On Wednesday's New Day show, co-hosts John Berman, Erica Hill, and John Avlon took time to fret over a clip of Attorney General Jeff Sessions insightfully pointing out the hypocrisy of liberal elites who have gone wildly over the top in attacking the Trump administration for separating illegal immigrants from their children, as required by law.
The group bristled at the Attorney General smiling while making a flippant comment about the hypocrisy as they complained that he "seemed to make a joke about the separation of children from their parents."
But, ironically, in the same segment, CNN's Jeff Toobin had himself just minutes earlier tried to injrect humor into the child separation situation as he made a crack about how long it was taking the Trump administration to reunite children with their families.
In the first of two segments that addressed the Sessions comments, Berman at 6:25 a.m. Eastern raised the issue: "I do want to listen to what the Attorney General, Jeff Sessions, said yesterday. He seemed to make a joke about the separation of children from their parents."
Then played a clip of Attorney General Sessions giving a speech in which he complained about the "hypocrisy" of the "lunatic fringe" on the left who are attacking the administration for separating children from parents during prosecutions, as he pointed out that they expect law enforcement to protect them -- which may require prosecuting American citizen criminals and separating them their children. Sessions:
These same people live in gated communities, many of them, and are featured at events where you have to have an ID to even come in and hear them speak. (smiles) They like a little security around themselves. And if you try to scale the fence, believe me, they'll be only too happy to [have you] arrested and separate you from your children.
The Attorney General was probably referring to the over the top hyperbole like that of Hollywood liberals Rob and Michele Reiner who recently likened the Trump administration to Nazi Germany, and the detention centers for immigrants to Nazi death camps.
Without giving any apparent thought to the incendiary comments that have come from the left, Berman reacted negatively: "Wow, he seemed to think it was funny, the Attorney General."
Avlon jumped in: "A badly delivered speech whose sentiment is even worse -- trying to play the limousine liberal card and the mocking people who are concerned about the separation of children from their families. That is just so far beneath what we should expect from our Attorney General."
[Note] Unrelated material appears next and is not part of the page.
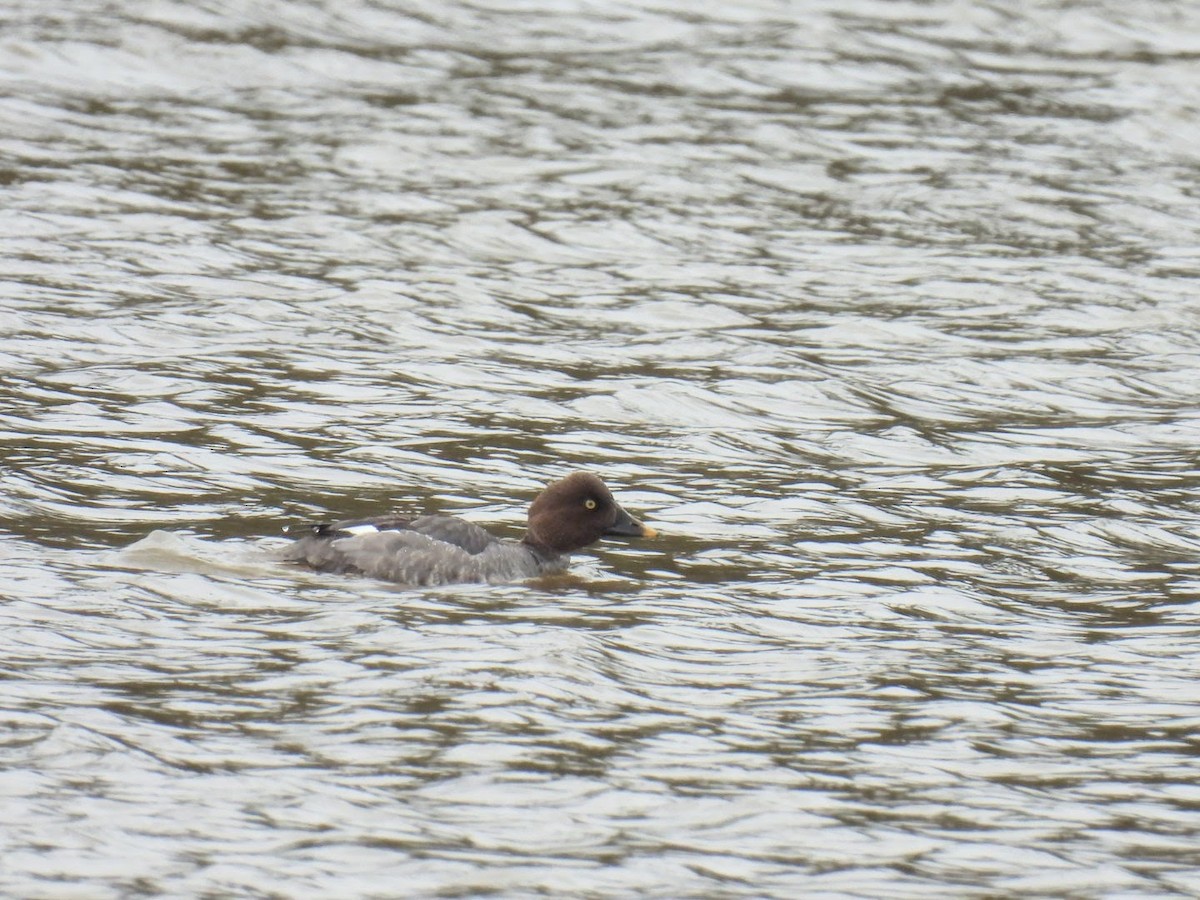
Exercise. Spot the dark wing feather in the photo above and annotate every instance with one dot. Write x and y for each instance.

In the next hour, during a discussion of the fact that the number of reports that allegedly only six of about 2,000 children have been returned to their parents since last week, Toobin joked that "Maybe they'll get into double digits" as a result of the recent court ruling that demands the administration return the children more quickly.
Berman soon suggested that the administration was deliberately being slow about reuniting families as he introduced the Sessions clip for the second time:
When I talk about will -- when I talk about intention -- one of the reasons you do question the intention is because of comments from the likes of the Attorney General, Jeff Sessions, who was speaking to a group, and he made a joke -- an actual joke about the separation of children from their parents.
After replaying the same clip of Sessions that was shown earlier in the show, Berman added: "It seems like that joke was written for him, which is actually interesting in and of itself."
Toobin found the comments "moronic" as he reacted: "How moronic is the comparison? You know, some people live in a gated communities, so they shouldn't care about migrant children? What? I mean, it just doesn't even make any sense."
No acknowledgement was made that Toobin himself had just minutes earlier injected levity into the conversation with his sarcastic crack about the government trying to get into double digits on the number of children returned to their parents.